If I were in a bog, I could fill my leathery skin with will-o-wisps and marsh gases and rise up, leading them from one tussock island to the next, step by careful step, my shrivelled fingers clasping their bone-and-flesh ones, pulling them onward, closer. But I am in the forest. Only bones remain. Some were stolen early on, lost now, and those that stayed are jumbled up, under the thick layer of mast, under the rich loam, down in the gritty part of long ago where the glaciers dropped their own tiny bones. A mess of bones and teeth. Sometimes the frost breaks them. Some were broken already.

I have no body, but in the morning the brambles have parted just so, and the dew on the late berries catches the dawn. There is not quite frost, but they sparkle and grab the eye. And on the other side of that, some sheltered, tender shoots…

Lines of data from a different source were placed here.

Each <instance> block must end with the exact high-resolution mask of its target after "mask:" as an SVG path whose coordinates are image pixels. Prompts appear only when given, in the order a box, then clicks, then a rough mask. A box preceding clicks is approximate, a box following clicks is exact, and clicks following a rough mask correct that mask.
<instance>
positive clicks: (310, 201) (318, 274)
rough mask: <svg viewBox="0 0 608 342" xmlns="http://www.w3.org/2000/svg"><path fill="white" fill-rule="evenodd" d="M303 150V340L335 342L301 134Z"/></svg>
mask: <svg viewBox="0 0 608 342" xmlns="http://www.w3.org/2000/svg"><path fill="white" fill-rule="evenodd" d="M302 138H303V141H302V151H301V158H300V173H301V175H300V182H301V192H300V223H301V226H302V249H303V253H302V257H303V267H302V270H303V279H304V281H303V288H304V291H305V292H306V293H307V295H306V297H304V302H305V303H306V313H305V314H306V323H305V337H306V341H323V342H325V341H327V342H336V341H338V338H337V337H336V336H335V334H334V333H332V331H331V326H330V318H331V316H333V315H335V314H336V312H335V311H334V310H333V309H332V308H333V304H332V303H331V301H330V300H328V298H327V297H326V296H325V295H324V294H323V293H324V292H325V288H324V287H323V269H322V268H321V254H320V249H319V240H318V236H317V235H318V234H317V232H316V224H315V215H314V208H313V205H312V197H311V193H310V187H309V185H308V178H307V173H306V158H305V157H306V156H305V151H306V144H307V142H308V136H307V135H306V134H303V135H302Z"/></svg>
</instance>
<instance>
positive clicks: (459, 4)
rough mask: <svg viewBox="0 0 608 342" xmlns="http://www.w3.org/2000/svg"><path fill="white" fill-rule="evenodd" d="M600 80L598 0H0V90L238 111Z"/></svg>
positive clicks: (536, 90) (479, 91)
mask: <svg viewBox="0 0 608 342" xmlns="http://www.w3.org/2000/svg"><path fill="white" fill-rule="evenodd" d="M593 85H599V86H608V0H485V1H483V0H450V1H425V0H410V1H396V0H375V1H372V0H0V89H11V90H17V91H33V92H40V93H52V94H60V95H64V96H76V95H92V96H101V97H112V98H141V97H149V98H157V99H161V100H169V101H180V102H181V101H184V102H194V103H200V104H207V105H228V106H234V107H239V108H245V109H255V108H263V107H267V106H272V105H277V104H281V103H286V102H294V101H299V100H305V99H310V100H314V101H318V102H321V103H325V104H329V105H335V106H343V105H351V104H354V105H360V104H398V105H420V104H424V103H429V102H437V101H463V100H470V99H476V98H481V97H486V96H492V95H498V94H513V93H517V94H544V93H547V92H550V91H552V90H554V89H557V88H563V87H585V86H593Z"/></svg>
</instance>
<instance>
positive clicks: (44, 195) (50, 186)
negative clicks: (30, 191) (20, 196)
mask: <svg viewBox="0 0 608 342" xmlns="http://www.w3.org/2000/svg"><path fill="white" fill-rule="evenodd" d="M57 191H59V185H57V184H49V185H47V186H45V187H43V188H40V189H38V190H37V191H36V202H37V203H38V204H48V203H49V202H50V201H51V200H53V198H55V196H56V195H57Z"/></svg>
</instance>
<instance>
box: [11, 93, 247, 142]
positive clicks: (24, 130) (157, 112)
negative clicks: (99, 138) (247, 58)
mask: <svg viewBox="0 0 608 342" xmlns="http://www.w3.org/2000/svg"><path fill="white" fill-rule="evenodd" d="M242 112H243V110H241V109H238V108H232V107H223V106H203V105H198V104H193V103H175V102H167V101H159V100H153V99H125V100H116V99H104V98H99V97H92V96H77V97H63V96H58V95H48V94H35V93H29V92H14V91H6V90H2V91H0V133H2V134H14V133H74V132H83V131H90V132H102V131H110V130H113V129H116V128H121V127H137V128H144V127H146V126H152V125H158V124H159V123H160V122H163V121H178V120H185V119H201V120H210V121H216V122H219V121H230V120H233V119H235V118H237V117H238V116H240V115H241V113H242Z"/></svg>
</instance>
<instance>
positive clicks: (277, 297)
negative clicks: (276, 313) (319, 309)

I lead them deeper into my woods, to the place where the sun comes through the pine needles at nearly the same angle it once did, a breath of warmth, where water is near enough for the ground to be soft, the air damply resinous. There is a little hollow where grassy plants once briefly flourished and insects grew fat, and then both enriched the soil, and now moss spreads in a carpet. I have encouraged blackberries and beeches and wild apple and wintergreen to grow nearby, and some years I have lured the bees. It was comforting, even pleasant, as I learned how it was done, to create a little haven. I like to feel the scrape and thump of the black bears’ paws and the scramble of tinier foragers in the branches. The crows prefer their own home, and only come as guests. We trade gifts. But I should try to keep the bears away while the human is here. Bears in autumn are hungry.

I stir the leaves with a breeze. The not-so-stranger has been paying better attention, as they learned the ways the forest might provide and began to believe the cursed woods may not be so cursed. Forest, kind. They look around my bower and their lips part in wonder, breath warm in the cooling air.

Thank you, forest.

As the sun goes down they lie down with their head pillowed by moss, body not quite in the hollow. I see the dirt in their pores, and watch over the insects drawn to their sweat and their heat in the cool night. They are not, perhaps, as warm as they ought to be. Their fingers twitch into the moss as they sleep.

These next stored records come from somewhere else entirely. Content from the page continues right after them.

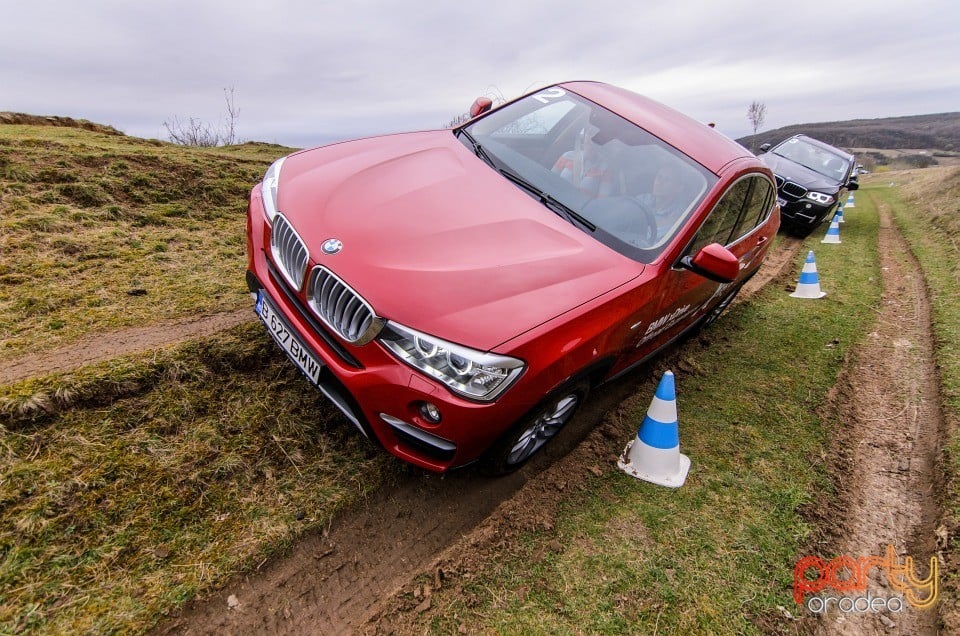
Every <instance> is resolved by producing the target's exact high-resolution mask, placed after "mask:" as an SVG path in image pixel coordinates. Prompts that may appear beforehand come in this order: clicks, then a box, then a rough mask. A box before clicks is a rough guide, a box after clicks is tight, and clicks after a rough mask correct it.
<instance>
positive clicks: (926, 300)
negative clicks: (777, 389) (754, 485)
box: [0, 217, 942, 634]
mask: <svg viewBox="0 0 960 636" xmlns="http://www.w3.org/2000/svg"><path fill="white" fill-rule="evenodd" d="M880 245H881V253H882V255H883V264H882V269H883V276H884V300H883V303H882V307H881V312H880V316H879V319H878V323H877V329H876V331H875V332H874V333H872V334H870V335H869V336H868V338H867V343H866V345H865V346H864V347H862V348H861V349H860V350H859V351H858V352H857V354H856V355H855V357H854V359H853V360H852V361H851V366H850V367H849V368H848V369H847V370H846V372H845V374H844V376H842V378H841V382H840V385H839V390H838V392H837V395H836V396H834V400H833V402H834V403H835V405H836V409H837V414H838V416H839V418H840V419H841V420H843V421H845V422H849V423H850V426H849V427H846V428H845V429H844V431H843V432H842V433H841V434H840V435H839V436H838V438H837V439H836V448H837V450H838V454H839V456H840V457H841V459H840V460H839V461H838V462H837V463H836V464H835V465H834V466H832V469H833V472H834V473H835V474H836V476H837V485H838V489H839V490H840V492H841V507H840V508H838V509H837V510H834V511H832V513H833V514H835V515H836V516H837V517H841V518H844V519H847V520H848V521H847V522H846V523H843V524H839V525H838V528H837V534H836V537H835V542H836V549H837V551H838V553H842V554H850V555H854V556H857V555H866V554H881V553H882V548H883V547H884V546H885V545H886V544H887V543H890V544H892V545H895V546H897V548H898V551H899V552H900V553H901V554H902V553H903V552H904V551H907V552H909V553H910V554H914V555H918V556H921V557H922V556H923V555H930V554H933V553H935V550H936V548H937V546H936V538H935V534H934V527H935V524H936V520H937V519H938V515H939V510H938V508H937V507H936V505H935V501H934V499H933V497H932V495H931V492H933V491H935V490H936V486H937V484H936V483H935V481H936V480H935V477H934V475H935V474H936V460H937V455H936V454H937V449H938V448H939V447H940V441H941V439H942V418H941V417H940V414H939V412H938V410H937V409H938V407H937V405H938V404H939V399H938V396H937V395H936V394H935V388H936V380H935V370H934V369H933V366H932V340H931V336H930V330H929V325H930V322H929V307H928V301H927V299H926V294H925V290H924V287H923V282H922V277H921V274H920V271H919V267H918V266H917V264H916V263H915V262H914V261H913V260H912V259H911V258H909V257H907V256H904V255H905V254H907V253H908V252H907V250H906V248H905V246H904V245H903V241H902V238H900V236H899V234H898V233H897V231H896V230H895V229H894V228H893V227H892V225H891V223H890V221H889V218H886V217H883V222H882V225H881V231H880ZM800 246H801V243H800V242H799V241H793V240H787V241H785V242H783V243H781V244H780V245H779V246H778V248H777V249H776V251H774V252H773V253H771V254H770V256H769V257H768V258H767V260H766V262H765V264H764V267H763V269H762V271H761V272H760V274H759V275H758V276H756V277H755V279H754V280H752V281H750V283H749V284H748V285H747V286H746V287H745V288H744V290H743V292H742V295H743V297H749V296H750V295H752V294H754V293H756V292H757V291H758V290H759V289H761V288H762V287H763V286H764V285H765V284H767V283H768V282H770V281H771V280H773V279H775V278H777V277H778V276H781V275H786V272H787V271H788V269H789V266H790V265H791V264H792V263H793V262H794V261H795V260H796V259H795V257H796V254H797V251H798V250H799V248H800ZM791 275H792V273H791ZM248 319H250V320H252V319H253V316H252V312H251V311H250V310H239V311H235V312H229V313H224V314H218V315H214V316H209V317H206V318H202V319H195V320H182V321H177V322H175V323H168V324H163V325H155V326H152V327H144V328H137V329H129V330H124V331H120V332H116V333H113V334H108V335H107V337H104V336H100V337H98V338H91V339H90V340H89V341H87V342H81V343H77V344H75V345H73V346H72V347H69V348H64V349H62V350H58V351H51V352H47V353H44V354H39V355H35V356H28V357H24V358H20V359H15V360H8V361H5V362H3V363H0V382H11V381H15V380H17V379H22V378H25V377H29V376H31V375H34V374H36V373H38V372H39V371H41V370H43V371H45V372H49V371H51V370H54V371H66V370H70V369H73V368H77V367H79V366H82V365H84V364H90V363H95V362H101V361H104V360H108V359H111V358H113V357H116V356H119V355H123V354H126V353H133V352H136V351H141V350H148V349H152V348H158V347H162V346H168V345H171V344H175V343H177V342H180V341H182V340H186V339H189V338H193V337H199V336H203V335H207V334H211V333H214V332H216V331H218V330H221V329H225V328H228V327H230V326H233V325H235V324H238V323H240V322H243V321H245V320H248ZM669 355H670V354H667V356H668V357H669ZM639 372H641V373H642V372H644V370H643V369H641V370H639ZM854 379H855V381H854ZM931 387H932V388H931ZM635 390H636V377H633V376H627V377H625V378H623V379H622V380H620V381H618V382H614V383H611V384H609V385H606V386H604V387H601V388H600V389H599V390H597V391H595V392H594V393H593V394H592V395H591V398H590V400H589V401H588V402H587V404H586V406H585V409H584V411H583V412H582V413H581V414H580V415H578V417H577V418H576V420H575V421H574V422H573V423H571V425H570V429H571V430H569V431H565V434H564V435H563V436H561V437H560V438H558V439H557V440H556V441H555V442H554V444H552V445H551V446H549V447H547V449H545V453H543V456H542V457H538V458H537V459H536V460H535V461H534V462H532V463H531V464H530V465H529V466H527V467H525V468H524V469H523V470H521V471H519V472H518V473H516V474H514V475H511V476H509V477H506V478H501V479H486V478H483V477H480V476H478V475H477V474H475V473H474V472H473V471H472V470H470V469H466V470H463V471H459V472H455V473H452V474H448V475H445V476H437V475H433V474H428V473H419V472H417V471H413V470H411V473H410V476H409V477H408V478H407V479H406V480H405V481H404V482H403V483H401V484H398V485H397V486H396V487H393V488H390V489H387V490H384V491H382V492H380V493H378V494H376V495H375V496H374V497H372V498H371V499H370V500H369V501H368V502H367V503H366V505H364V506H363V507H361V508H358V509H356V510H354V511H351V512H349V513H347V514H345V515H343V516H342V517H341V518H339V519H338V520H337V521H335V522H334V523H333V524H332V525H331V527H329V528H328V529H327V530H326V531H324V532H322V533H316V534H313V535H311V536H308V537H307V538H306V539H304V540H303V541H301V542H300V543H299V544H298V545H297V546H296V547H295V548H294V549H293V551H292V553H291V554H289V555H288V556H286V557H284V558H282V559H277V560H274V561H272V562H270V563H267V564H265V565H264V566H263V567H262V568H260V569H259V571H257V572H254V573H251V574H248V575H246V576H243V577H237V578H235V579H233V580H231V581H229V582H227V584H226V585H225V586H224V587H223V589H222V590H221V591H220V592H218V593H216V594H214V595H212V596H211V597H210V598H208V599H206V600H203V601H198V602H196V603H194V604H193V605H191V606H190V607H188V608H187V609H186V610H185V611H184V612H183V613H182V614H181V615H179V616H178V617H176V618H173V619H171V620H169V621H168V622H166V623H165V624H163V625H161V626H160V627H159V628H158V629H157V630H155V633H158V634H212V633H217V634H220V633H250V632H255V633H355V632H361V633H388V632H391V631H393V630H395V631H396V632H397V633H410V632H411V631H413V630H412V628H411V626H412V625H415V624H416V619H417V616H419V614H420V612H421V611H426V610H427V609H428V608H429V606H430V595H431V591H432V590H433V589H437V588H438V587H441V586H443V585H444V578H445V577H444V571H445V570H446V571H448V572H449V571H450V569H451V568H455V569H456V570H457V571H458V572H461V573H462V572H464V571H469V570H470V569H472V568H475V567H480V566H481V565H482V562H483V560H484V559H485V558H488V557H489V553H490V551H491V550H495V548H496V546H497V545H498V544H500V543H501V542H504V541H509V540H511V537H513V536H516V535H517V534H519V533H520V532H523V531H526V530H530V529H534V528H538V527H545V528H549V527H551V526H552V524H553V522H554V517H555V514H556V508H557V506H558V504H559V502H560V501H561V500H562V499H563V497H564V496H565V490H567V489H568V487H569V488H572V487H574V486H575V485H576V484H577V483H578V482H579V481H582V480H585V479H586V478H587V477H588V476H589V475H590V473H592V472H594V471H596V470H598V468H597V466H599V465H602V464H603V462H607V461H609V459H610V458H609V457H608V456H607V455H608V454H609V452H608V447H609V440H607V439H605V437H606V436H608V435H610V434H612V433H611V431H608V430H607V429H606V428H605V427H604V426H603V420H604V417H605V415H606V414H607V413H610V412H612V411H615V410H616V408H617V405H618V404H619V403H620V402H622V401H623V400H625V399H626V398H627V397H628V396H630V395H631V394H632V393H633V392H634V391H635ZM931 390H932V391H934V392H933V393H931ZM864 468H865V469H864ZM887 501H896V502H898V503H897V506H896V507H895V508H893V507H891V506H885V505H882V502H887ZM415 577H417V578H416V581H417V582H416V583H414V578H415ZM425 580H432V582H430V583H424V582H423V581H425ZM883 583H884V582H883V581H882V580H877V581H874V582H873V583H872V585H873V587H872V588H871V589H873V590H874V594H882V593H883ZM400 590H406V591H408V592H410V591H412V592H413V593H414V597H415V598H416V600H417V602H418V603H419V605H418V606H417V607H404V608H403V609H405V610H407V611H405V612H400V613H397V612H396V611H395V610H397V609H401V607H400V606H401V605H402V603H401V602H400V601H399V600H398V598H399V597H398V596H397V593H398V592H399V591H400ZM894 619H895V620H894ZM805 625H806V627H807V628H809V629H810V630H813V631H816V632H818V633H821V634H835V633H837V634H840V633H842V634H875V633H884V634H887V633H891V632H892V633H902V634H921V633H935V629H936V627H935V626H936V613H935V612H925V613H923V612H912V613H905V614H902V615H900V616H896V617H890V616H887V615H872V616H869V617H867V618H863V617H860V619H859V620H850V619H849V617H845V616H837V615H836V613H834V614H833V615H830V616H828V617H827V618H826V619H824V620H821V621H815V620H807V621H805Z"/></svg>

They rest, eat, rest. They make a little wind-wall of broken hemlock boughs. They eat slightly too many wild apples, and waver as they walk, body and stomach unsteady. That night they roll into the pocket of moss and curl up small, clutching the ground with their fingers in little burrows. Gotta… hold on, you, don’t mind, do you

and I reach up through the earth to hold back, pulling them deeper, breathing in their dirt-apple-pine-moss scent, wrapping around their too-cool body, full of autumn’s bounty and ready for sleep.


The days are countable again and eight of them pass, walking with care and purpose, before the woods begin to thin. Progress quickens, then slows, fears old and new flooding in as the edge comes, and there are fields, a farm, fences, gardens, people.

But then the wind shifts, carrying voices, and the sounds of a welcome language bring their own flood of relief. The other people—the women, two women, one older, one younger, approachable, familiar-unfamiliar, safe—stop their work and go quiet as the stranger emerges from the woods, squinting in the light. Words appear as if by magic on the tongue, long ready for this moment. Hello. I’m sorry to startle you. Am I out of the woods yet, can you tell me where I am. I look down to see hands spread palm-up and open, dirt-smeared. Moss has started trying to grow at the base of the fingernails and maybe will never stop. The women notice, or maybe they do not. They have other questions, of the stranger from the deep woods. I can feel the tongue tense with answers, some true, some less true.

“It’s been so long since I saw anyone else,” I say instead, and I mean it, and my too-green eyes water and spill, and there is the salt, and the women look one to another, asking, answering wordlessly.

“You poor dear,” says the older, and puts her arm around me. “You look half dead. Let’s get you fed and cleaned up.”

My face streams, my body shakes.

The women leave their questions at the edge of the cursed wood and walk me into their home.